Dans mes poches: de vieux kleenexs et des listes de courses.
Dans les poches de Jay: des briquets, de la menue monnaie, et parfois des mégots (je les sens sans avoir besoin de fouiller, berk)
Dans les poches du grand: des batons, des morceaux de papier avec des codes secrets, des marque-pages.

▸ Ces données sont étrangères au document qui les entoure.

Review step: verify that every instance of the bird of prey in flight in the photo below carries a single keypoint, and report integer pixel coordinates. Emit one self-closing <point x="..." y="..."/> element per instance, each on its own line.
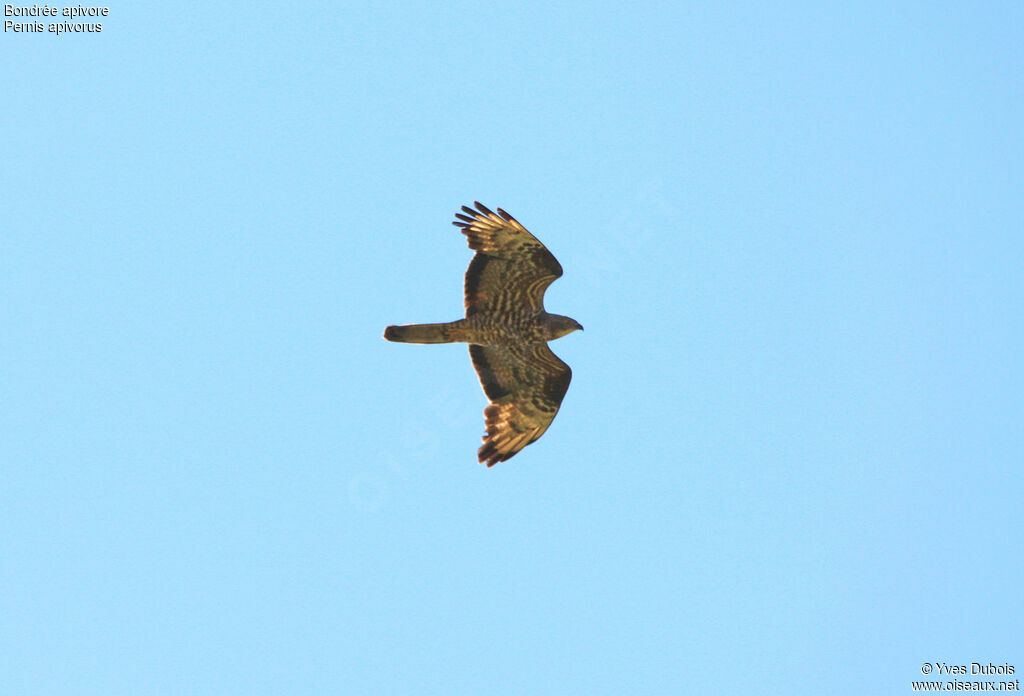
<point x="507" y="330"/>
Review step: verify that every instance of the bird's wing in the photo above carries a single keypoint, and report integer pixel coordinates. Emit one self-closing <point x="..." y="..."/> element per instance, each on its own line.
<point x="525" y="384"/>
<point x="511" y="268"/>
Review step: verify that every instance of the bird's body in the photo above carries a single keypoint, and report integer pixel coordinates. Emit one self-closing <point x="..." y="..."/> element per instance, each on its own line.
<point x="508" y="330"/>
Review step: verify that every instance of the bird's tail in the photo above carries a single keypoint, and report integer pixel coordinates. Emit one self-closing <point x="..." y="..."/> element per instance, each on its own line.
<point x="425" y="333"/>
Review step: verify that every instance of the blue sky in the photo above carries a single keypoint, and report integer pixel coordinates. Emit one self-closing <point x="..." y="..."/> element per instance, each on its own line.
<point x="791" y="458"/>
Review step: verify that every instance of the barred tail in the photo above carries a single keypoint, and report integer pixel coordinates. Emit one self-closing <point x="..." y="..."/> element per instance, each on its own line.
<point x="425" y="333"/>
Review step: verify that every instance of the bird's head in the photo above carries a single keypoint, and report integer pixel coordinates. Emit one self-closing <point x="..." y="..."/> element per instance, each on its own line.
<point x="559" y="325"/>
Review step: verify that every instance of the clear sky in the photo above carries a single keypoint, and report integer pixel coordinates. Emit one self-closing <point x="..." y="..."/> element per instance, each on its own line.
<point x="791" y="457"/>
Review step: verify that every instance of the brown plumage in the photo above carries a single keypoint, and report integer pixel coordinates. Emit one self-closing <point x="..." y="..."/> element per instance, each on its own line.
<point x="507" y="329"/>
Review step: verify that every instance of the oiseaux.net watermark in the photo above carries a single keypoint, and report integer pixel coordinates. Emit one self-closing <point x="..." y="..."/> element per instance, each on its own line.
<point x="949" y="677"/>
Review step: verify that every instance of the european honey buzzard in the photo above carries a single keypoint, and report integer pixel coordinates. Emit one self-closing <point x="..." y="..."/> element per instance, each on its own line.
<point x="507" y="330"/>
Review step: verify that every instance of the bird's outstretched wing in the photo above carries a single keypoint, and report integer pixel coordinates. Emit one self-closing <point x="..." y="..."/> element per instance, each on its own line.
<point x="511" y="268"/>
<point x="525" y="384"/>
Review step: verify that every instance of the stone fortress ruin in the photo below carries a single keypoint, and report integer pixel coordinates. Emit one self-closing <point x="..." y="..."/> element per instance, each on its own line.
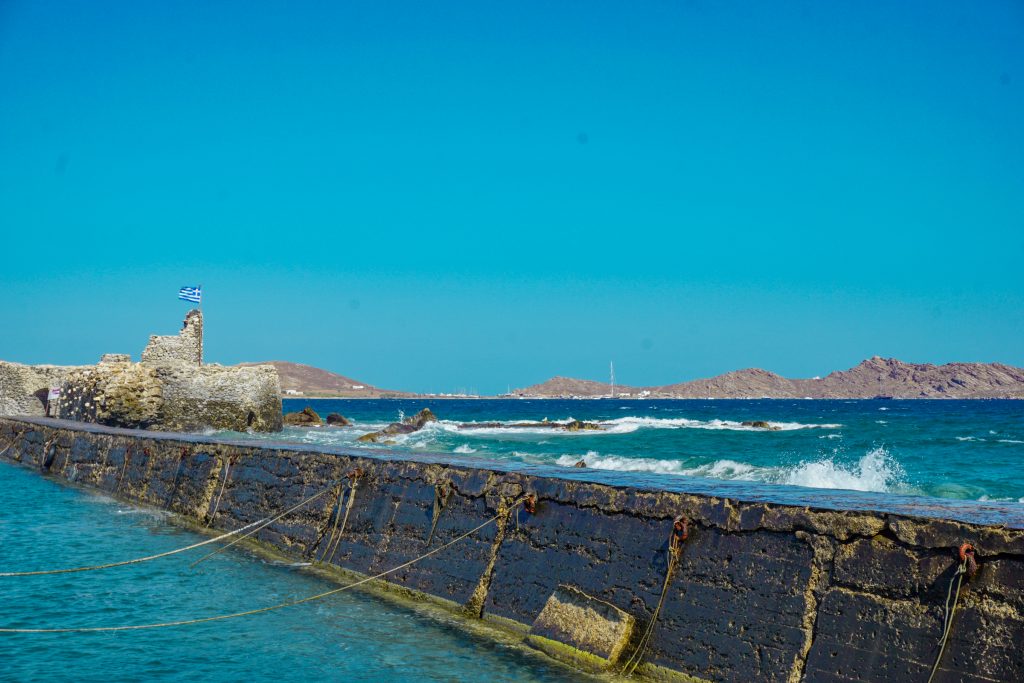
<point x="169" y="389"/>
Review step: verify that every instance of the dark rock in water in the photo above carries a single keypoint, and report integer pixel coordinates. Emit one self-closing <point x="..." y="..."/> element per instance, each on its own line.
<point x="338" y="420"/>
<point x="407" y="426"/>
<point x="306" y="418"/>
<point x="572" y="426"/>
<point x="580" y="425"/>
<point x="761" y="424"/>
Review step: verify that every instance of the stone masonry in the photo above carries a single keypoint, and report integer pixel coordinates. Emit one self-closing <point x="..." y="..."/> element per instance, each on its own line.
<point x="169" y="389"/>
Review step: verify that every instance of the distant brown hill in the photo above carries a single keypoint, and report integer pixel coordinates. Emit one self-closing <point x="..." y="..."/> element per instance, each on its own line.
<point x="315" y="382"/>
<point x="875" y="377"/>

Et dans celles de Paolo: tout et n'importe quoi, et même ... mon collier. Cet enfant est une pie, il adore tout ce qui brille. Et à mes demandes d'explication quant à la présence de mon collier dans la poche de son jean: Tu ne veux jamais me le prêter ...
Il y a une ou deux semaines de cela, me penchant sur lui pour le bisou du soir, je l'ai senti qui attrapait mon collier (un autre, avec des perles multicolores): Quand est-ce que tu nous donneras tes bijoux?
Quand il étais petit, il appelait tous mes bijoux your golden treasure. J'avais l'impression d'être une femme pirate, gardant mon trésor dans un coffre débordant d'or et de pierres précieuses ... J'ai été fastueuse, le temps qu'il apprenne - c'est un peu triste - à appeler les choses par leur nom.